To build a new sampler there are a few special cases that don’t exactly follow the previous section. Here we look at how to write splitting schemes and samplers that resample momentum.

Splitting schemes

Splitting schemes require a gradient evaluation halfway through the diffusion solver. This changes how we define the diffusion as well as the kernel factory.

Our diffusion solver needs a different decorator and needs to include two update functions. We show how this is done with the BAOAB sampler:

@diffusion_palindrome
def baoab(dt, gamma, tau=1):
    dt = make_schedule(dt)

    def init_fn(x):
        v = jnp.zeros_like(x)
        return x, v

    def update1(i, k, g, state):
        x, v = state

        v = v + dt(i)*0.5*g
        x = x + v*dt(i)*0.5

        c1 = jnp.exp(-gamma*dt(i))
        c2 = jnp.sqrt(1 - c1**2)
        v = c1*v + tau*c2*random.normal(k, shape=jnp.shape(v))

        x = x + v*dt(i)*0.5

        return x, v

    def update2(i, k, g, state):
        x, v = state
        v = v + dt(i)*0.5*g
        return x, v

    def get_params(state):
        x, _ = state
        return x

    return init_fn, (update1, update2), get_params

Once you have the diffusion you build the kernel factory in exactly the same was for sgld, namely:

def build_badodab_kernel(dt, loglikelihood, logprior, data, batch_size, a=0.01):
    grad_log_post = build_grad_log_post(loglikelihood, logprior, data)
    estimate_gradient, init_gradient = build_gradient_estimation_fn(grad_log_post, data, batch_size)
    init_fn, baoab_kernel, get_params = _build_langevin_kernel(*badodab(dt, a), estimate_gradient, init_gradient)
    return init_fn, baoab_kernel, get_params

The way to build the sampler factory is unchanged.

Momentum resampling

Samplers such as SGHMC resample momentum every L iterations (with L the number of leapfrog steps). The diffusion and kernel factory must therefore be written slightly differently.
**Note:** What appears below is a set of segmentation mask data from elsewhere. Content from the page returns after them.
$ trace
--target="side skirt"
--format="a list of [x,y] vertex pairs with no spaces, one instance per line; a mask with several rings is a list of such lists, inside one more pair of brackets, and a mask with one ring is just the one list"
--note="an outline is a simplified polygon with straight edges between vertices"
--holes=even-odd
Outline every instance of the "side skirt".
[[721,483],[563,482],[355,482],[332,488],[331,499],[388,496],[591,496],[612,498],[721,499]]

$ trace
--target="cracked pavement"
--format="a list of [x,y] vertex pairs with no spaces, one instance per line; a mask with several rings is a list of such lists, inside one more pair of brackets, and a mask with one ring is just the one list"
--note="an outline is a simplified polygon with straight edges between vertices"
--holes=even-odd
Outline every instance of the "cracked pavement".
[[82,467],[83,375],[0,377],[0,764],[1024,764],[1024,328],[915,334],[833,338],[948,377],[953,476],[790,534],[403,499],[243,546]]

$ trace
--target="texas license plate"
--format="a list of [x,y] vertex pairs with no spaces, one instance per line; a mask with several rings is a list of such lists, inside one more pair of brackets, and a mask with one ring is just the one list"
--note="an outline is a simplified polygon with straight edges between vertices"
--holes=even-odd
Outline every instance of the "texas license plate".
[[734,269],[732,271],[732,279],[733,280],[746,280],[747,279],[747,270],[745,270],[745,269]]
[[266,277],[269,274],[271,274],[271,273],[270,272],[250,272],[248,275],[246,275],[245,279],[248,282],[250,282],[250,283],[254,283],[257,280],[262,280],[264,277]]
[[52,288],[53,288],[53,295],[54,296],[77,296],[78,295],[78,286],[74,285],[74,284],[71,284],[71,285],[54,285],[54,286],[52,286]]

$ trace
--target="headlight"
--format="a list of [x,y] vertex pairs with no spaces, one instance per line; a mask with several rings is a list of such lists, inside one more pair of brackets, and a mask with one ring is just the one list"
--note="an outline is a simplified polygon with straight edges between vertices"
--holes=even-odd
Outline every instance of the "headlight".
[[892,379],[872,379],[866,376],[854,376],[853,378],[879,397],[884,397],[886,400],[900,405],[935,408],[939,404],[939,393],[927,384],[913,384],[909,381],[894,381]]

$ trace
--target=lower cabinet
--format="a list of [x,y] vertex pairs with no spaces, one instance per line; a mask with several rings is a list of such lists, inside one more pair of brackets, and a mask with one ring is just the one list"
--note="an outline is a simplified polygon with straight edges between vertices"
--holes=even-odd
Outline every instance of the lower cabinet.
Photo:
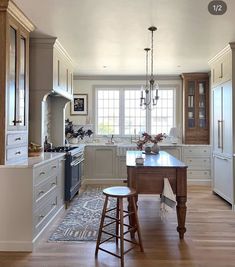
[[208,145],[184,145],[182,161],[188,165],[188,182],[211,183],[211,147]]
[[86,180],[113,179],[116,177],[116,146],[86,146]]
[[[113,180],[117,183],[117,181],[126,180],[126,150],[136,150],[136,147],[86,146],[85,181],[102,183]],[[211,147],[209,145],[163,144],[160,145],[160,150],[168,152],[187,164],[189,183],[198,185],[211,183]]]
[[160,146],[160,150],[166,151],[173,157],[181,160],[181,147],[179,146]]
[[0,251],[32,251],[64,207],[64,155],[46,154],[0,168]]
[[213,155],[213,191],[233,204],[232,159]]

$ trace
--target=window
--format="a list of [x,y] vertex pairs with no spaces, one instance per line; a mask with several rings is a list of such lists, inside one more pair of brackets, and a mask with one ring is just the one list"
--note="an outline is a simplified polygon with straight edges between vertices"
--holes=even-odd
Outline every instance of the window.
[[159,90],[157,108],[151,110],[151,133],[169,133],[175,125],[174,89]]
[[96,134],[130,136],[169,133],[175,127],[176,89],[159,90],[157,107],[140,108],[140,88],[96,88]]
[[98,90],[97,133],[120,134],[120,92],[119,90]]
[[146,111],[140,108],[140,90],[124,90],[124,135],[146,131]]

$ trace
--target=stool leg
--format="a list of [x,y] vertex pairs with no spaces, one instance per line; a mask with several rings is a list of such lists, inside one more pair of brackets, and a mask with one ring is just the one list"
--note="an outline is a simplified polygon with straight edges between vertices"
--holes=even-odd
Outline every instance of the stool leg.
[[137,215],[137,208],[135,205],[135,197],[131,197],[131,201],[132,201],[133,211],[135,214],[136,230],[137,230],[138,239],[139,239],[140,251],[143,252],[144,249],[143,249],[142,238],[141,238],[141,234],[140,234],[140,224],[139,224],[139,219],[138,219],[138,215]]
[[119,235],[119,198],[117,198],[117,204],[116,204],[116,245],[118,246],[118,235]]
[[120,212],[120,256],[121,267],[124,267],[124,225],[123,225],[123,198],[119,200],[119,212]]
[[100,228],[99,228],[98,238],[97,238],[97,241],[96,241],[95,256],[97,256],[98,250],[99,250],[99,246],[100,246],[101,234],[102,234],[102,229],[103,229],[103,225],[104,225],[104,218],[105,218],[107,205],[108,205],[108,196],[105,197],[105,201],[104,201],[104,207],[103,207],[101,220],[100,220]]

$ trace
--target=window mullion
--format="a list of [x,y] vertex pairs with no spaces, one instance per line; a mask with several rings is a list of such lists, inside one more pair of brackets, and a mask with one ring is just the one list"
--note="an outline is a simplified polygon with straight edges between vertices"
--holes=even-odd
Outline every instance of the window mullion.
[[124,105],[124,94],[125,94],[125,90],[124,88],[120,88],[120,97],[119,97],[119,104],[120,104],[120,110],[119,110],[119,131],[120,131],[120,136],[124,136],[124,124],[125,124],[125,105]]

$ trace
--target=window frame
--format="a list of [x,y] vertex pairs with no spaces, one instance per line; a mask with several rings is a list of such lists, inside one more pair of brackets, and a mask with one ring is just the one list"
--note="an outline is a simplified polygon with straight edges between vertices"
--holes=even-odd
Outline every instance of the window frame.
[[[173,89],[173,127],[176,127],[177,125],[181,125],[181,118],[179,116],[179,112],[181,112],[180,110],[180,106],[181,103],[179,103],[179,99],[180,99],[180,86],[176,83],[174,84],[159,84],[160,90],[172,90]],[[98,107],[98,90],[119,90],[120,91],[120,98],[119,98],[119,135],[114,135],[115,137],[120,137],[120,138],[127,138],[127,137],[131,137],[132,135],[125,135],[124,134],[124,128],[125,128],[125,123],[124,123],[124,112],[125,112],[125,101],[124,101],[124,91],[125,90],[140,90],[141,89],[141,85],[97,85],[94,86],[94,103],[95,103],[95,107],[94,107],[94,130],[95,130],[95,136],[96,137],[105,137],[107,136],[107,134],[98,134],[98,112],[97,112],[97,107]],[[176,105],[176,103],[179,103],[179,105]],[[180,126],[181,128],[181,126]],[[151,132],[151,110],[146,110],[146,131],[147,132]],[[154,134],[154,133],[152,133]]]

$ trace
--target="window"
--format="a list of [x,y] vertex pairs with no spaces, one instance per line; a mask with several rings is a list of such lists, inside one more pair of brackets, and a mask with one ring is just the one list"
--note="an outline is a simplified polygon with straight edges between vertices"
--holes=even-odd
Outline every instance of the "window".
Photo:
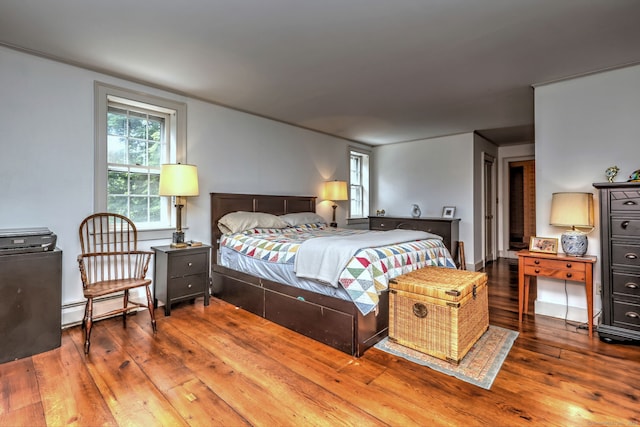
[[369,153],[349,150],[349,217],[366,218],[369,215]]
[[184,104],[96,83],[96,212],[131,218],[140,237],[166,237],[148,231],[175,224],[171,200],[158,195],[160,166],[185,161],[185,113]]

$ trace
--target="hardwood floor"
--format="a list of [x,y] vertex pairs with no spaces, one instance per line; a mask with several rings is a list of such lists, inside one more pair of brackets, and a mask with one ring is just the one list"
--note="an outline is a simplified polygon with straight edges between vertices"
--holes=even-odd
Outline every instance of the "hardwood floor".
[[[490,323],[520,335],[491,390],[377,349],[359,358],[212,298],[79,327],[0,365],[2,426],[640,424],[640,347],[558,319],[517,320],[517,262],[489,273]],[[532,298],[533,300],[533,298]]]

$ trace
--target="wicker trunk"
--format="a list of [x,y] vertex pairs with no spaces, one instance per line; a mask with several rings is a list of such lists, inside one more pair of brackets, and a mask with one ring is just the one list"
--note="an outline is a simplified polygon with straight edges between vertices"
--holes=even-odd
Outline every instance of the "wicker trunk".
[[486,273],[425,267],[389,284],[389,339],[459,363],[489,327]]

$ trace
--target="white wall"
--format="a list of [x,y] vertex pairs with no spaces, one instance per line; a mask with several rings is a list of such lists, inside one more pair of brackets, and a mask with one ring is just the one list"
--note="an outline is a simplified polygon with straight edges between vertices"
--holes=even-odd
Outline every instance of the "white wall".
[[[537,234],[560,237],[549,225],[551,194],[559,191],[597,192],[604,171],[617,165],[617,181],[640,168],[640,66],[589,75],[535,89]],[[600,256],[599,214],[589,234],[588,254]],[[595,288],[600,262],[595,269]],[[586,322],[584,286],[567,282],[569,319]],[[601,298],[594,297],[594,313]],[[536,313],[565,315],[563,282],[538,281]]]
[[374,147],[371,211],[411,216],[415,203],[423,217],[439,218],[443,206],[455,206],[467,264],[475,263],[473,144],[467,133]]
[[[324,180],[348,178],[344,140],[0,47],[0,228],[57,234],[63,305],[82,301],[77,227],[93,212],[96,80],[187,103],[187,160],[200,180],[189,239],[211,240],[209,192],[320,196]],[[319,199],[318,213],[329,219],[330,203]]]
[[[492,157],[494,159],[493,169],[497,170],[498,165],[496,164],[496,160],[498,158],[498,147],[493,143],[489,142],[485,138],[480,135],[473,135],[473,240],[470,241],[469,244],[465,244],[465,252],[467,246],[471,243],[473,244],[473,253],[475,257],[472,258],[475,262],[475,268],[484,267],[484,260],[487,258],[485,254],[485,221],[484,221],[484,213],[485,213],[485,198],[484,198],[484,186],[485,180],[489,179],[485,176],[484,172],[484,161],[485,157]],[[493,193],[495,195],[496,186],[495,181],[497,179],[498,174],[493,173],[494,176],[490,177],[492,179]],[[495,206],[494,206],[495,209]],[[497,213],[495,213],[497,214]],[[494,228],[497,225],[494,224]],[[492,233],[495,235],[495,233]],[[487,239],[494,240],[493,236],[486,236]],[[497,248],[494,246],[494,254],[497,252]]]

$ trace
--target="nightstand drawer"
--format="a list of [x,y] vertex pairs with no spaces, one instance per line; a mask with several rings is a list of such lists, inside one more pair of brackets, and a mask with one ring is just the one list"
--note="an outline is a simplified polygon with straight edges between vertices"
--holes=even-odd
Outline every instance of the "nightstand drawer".
[[524,274],[527,276],[543,276],[543,277],[552,277],[555,279],[562,280],[575,280],[578,282],[584,282],[586,278],[586,273],[584,268],[578,269],[555,269],[552,267],[541,267],[541,266],[533,266],[527,265],[524,267]]
[[206,273],[208,253],[184,254],[169,259],[169,277],[182,277],[191,274]]
[[207,278],[205,273],[170,279],[171,301],[173,302],[189,296],[202,295],[206,284]]
[[389,218],[370,218],[369,229],[371,230],[395,230],[398,221]]

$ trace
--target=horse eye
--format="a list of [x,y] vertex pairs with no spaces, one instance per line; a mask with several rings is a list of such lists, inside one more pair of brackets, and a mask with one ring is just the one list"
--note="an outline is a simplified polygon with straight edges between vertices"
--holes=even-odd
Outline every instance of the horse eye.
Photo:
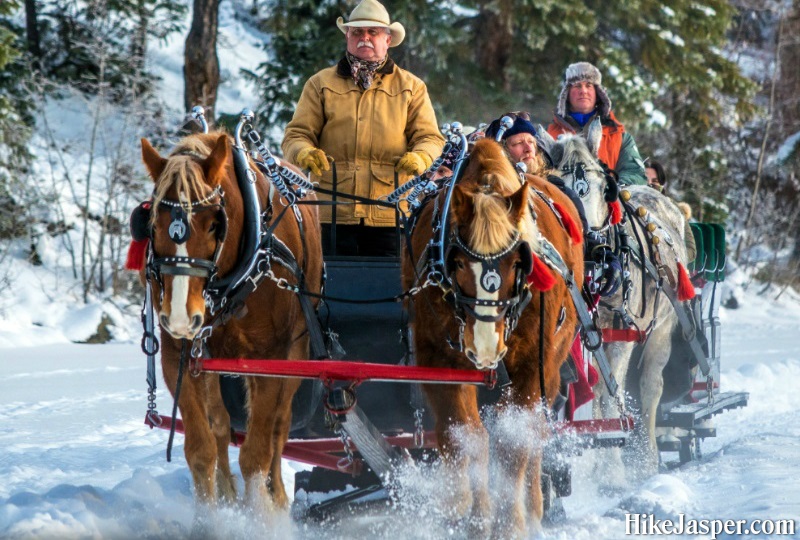
[[458,266],[459,270],[463,270],[464,269],[464,261],[457,260],[456,261],[456,266]]
[[217,222],[211,224],[211,227],[208,228],[208,232],[212,233],[217,230]]

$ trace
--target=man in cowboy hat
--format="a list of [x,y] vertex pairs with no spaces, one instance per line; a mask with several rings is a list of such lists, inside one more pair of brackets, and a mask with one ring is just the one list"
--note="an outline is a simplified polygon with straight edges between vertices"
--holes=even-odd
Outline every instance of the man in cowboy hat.
[[[339,17],[336,25],[345,34],[345,55],[306,82],[281,148],[327,189],[334,173],[330,156],[339,192],[378,199],[394,190],[395,172],[402,184],[425,171],[441,153],[444,137],[425,83],[388,55],[405,38],[403,25],[391,22],[376,0],[363,0],[347,22]],[[335,211],[339,254],[394,253],[392,209],[356,202]],[[331,207],[320,212],[323,238],[329,237]]]
[[600,70],[589,62],[570,64],[564,75],[553,123],[547,127],[547,132],[554,139],[562,133],[579,133],[599,117],[603,126],[600,159],[617,173],[620,183],[646,184],[644,163],[636,141],[614,117],[602,81]]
The diffusion function must now include a resample_momentum function:

@diffusion_sghmc
def sghmc(dt, alpha=0.01, beta=0):
    "https://arxiv.org/abs/1402.4102"
    dt = make_schedule(dt)

    def init_fn(x):
        v = jnp.zeros_like(x)
        return x, v

    def update(i, k, g, state):
        x, v = state
        x = x + v
        v = v + dt(i)*g - alpha*v + jnp.sqrt(2*(alpha - beta)*dt(i))*random.normal(k, shape=jnp.shape(x))
        return x, v

    def get_params(state):
        x, _ = state
        return x

    def resample_momentum(i, k, x):
        v = jnp.sqrt(dt(i))*random.normal(k, shape=jnp.shape(x))
        return x, v

    return init_fn, update, get_params, resample_momentum

The kernel factory is now slightly different to the previous cases: it simply uses a different helper function (_build_sghmc_kernel) to build the kernel:

def build_sghmc_kernel(dt, L, loglikelihood, logprior, data, batch_size, alpha=0.01, compiled_leapfrog=True):
  grad_log_post = build_grad_log_post(loglikelihood, logprior, data)
  estimate_gradient, init_gradient = build_gradient_estimation_fn(grad_log_post, data, batch_size)
  init_fn, sghmc_kernel, get_params = _build_sghmc_kernel(*sghmc(dt, alpha), estimate_gradient,
                                                  init_gradient, L, compiled_leapfrog=compiled_leapfrog)
  return init_fn, sghmc_kernel, get_params

The sampler factory is then built in the usual way.